Asian Markets Climb, Japan Adds Over 1% with Wires

Asian markets rallied Thursday, with Japan and South Korea both finishing over 1 percent higher after more positive economic data out of the U.S. eased investor concerns over a global recession.

A report on Wednesday from the Institute for Supply Management showed the U.S. service sector shrank in February at a slower pace than in January. After the data, the dollar slipped to a record low reading of 73.368 against a basket of currencies and the euro poked above $1.53 for the first time. The dollar remained close to its low against the euro in Asian trade and wavered around 103.75 yen, giving up gains it made on Wednesday.

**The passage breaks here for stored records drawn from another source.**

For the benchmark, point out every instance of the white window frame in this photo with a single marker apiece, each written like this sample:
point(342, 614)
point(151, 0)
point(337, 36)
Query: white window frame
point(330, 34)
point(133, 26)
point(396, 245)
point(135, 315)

The weaker dollar further whetted the appetite for oil, which rallied $5 after the export cartel OPEC decided not to raise output and data showed U.S. inventories had fallen sharply. U.S. crude struck an all-time high of $104.95 a barrel on Wednesday and lurked within reach of the record at $104.50 in Asian trade.

Japan's Nikkei 225 Average added 1.9 percent, with exporters such as Canon climbing on a stabilising yen and easing concerns about a U.S. recession.   Trading houses such as Mitsubishi extended their gains, buoyed by rising prices of commodities including crude oil.     Mitsubishi UFJ Financial Group and other bank shares also rose on hopes that some measures are on the way to address U.S. subprime problems.

Seoul stocks closed 1.2 percent higher as U.S. recession fears abated on better-than-expected U.S. service data, boosting exporter shares such as LG Philips LCD and Hynix Semiconductor. Steelmakers gained on the back of higher stainless steel prices, with POSCO and Hyundai Steel both advancing.

Australian shares rose 1.1 percent, ending a five session losing streak, led by gains in resource firms such as BHP Billiton on record oil prices and a jump in metal prices. Sentiment was also lifted by data showing the U.S. services sector contracted less than expected last month, which helped soothe concerns about a U.S. recession.

Hong Kong stocks bounced from three-week lows, buoyed by advancing Asian markets, as PetroChina jumped on record oil prices and strong metals prices sent mining shares sharply higher. Better-than-expected earnings boosted the stock of bourse operator Hong Kong Exchanges and Clearing, while Ping An Insurance was the top blue-chip gainer after shareholders approved an equity issue plan that could raise some $17 billion. The Hang Seng Index ended 1 percent higher.

Singapore's Straits Times Index ended 0.3 percent higher with bank stocks such as DBS Group moving higher.

Chinese stocks closed 1.6 percent higher in heavy trade, led by a nearly 10 percent jump in Ping An Insurance after shareholders approved its controversial plan for an equity issue that could raise some $17 billion. Both the market and Ping An itself had been depressed since mid-January by the insurer's fund-raising plan, as investors worried the market might not be able to absorb the massive issue and that other big companies might follow suit with cash calls.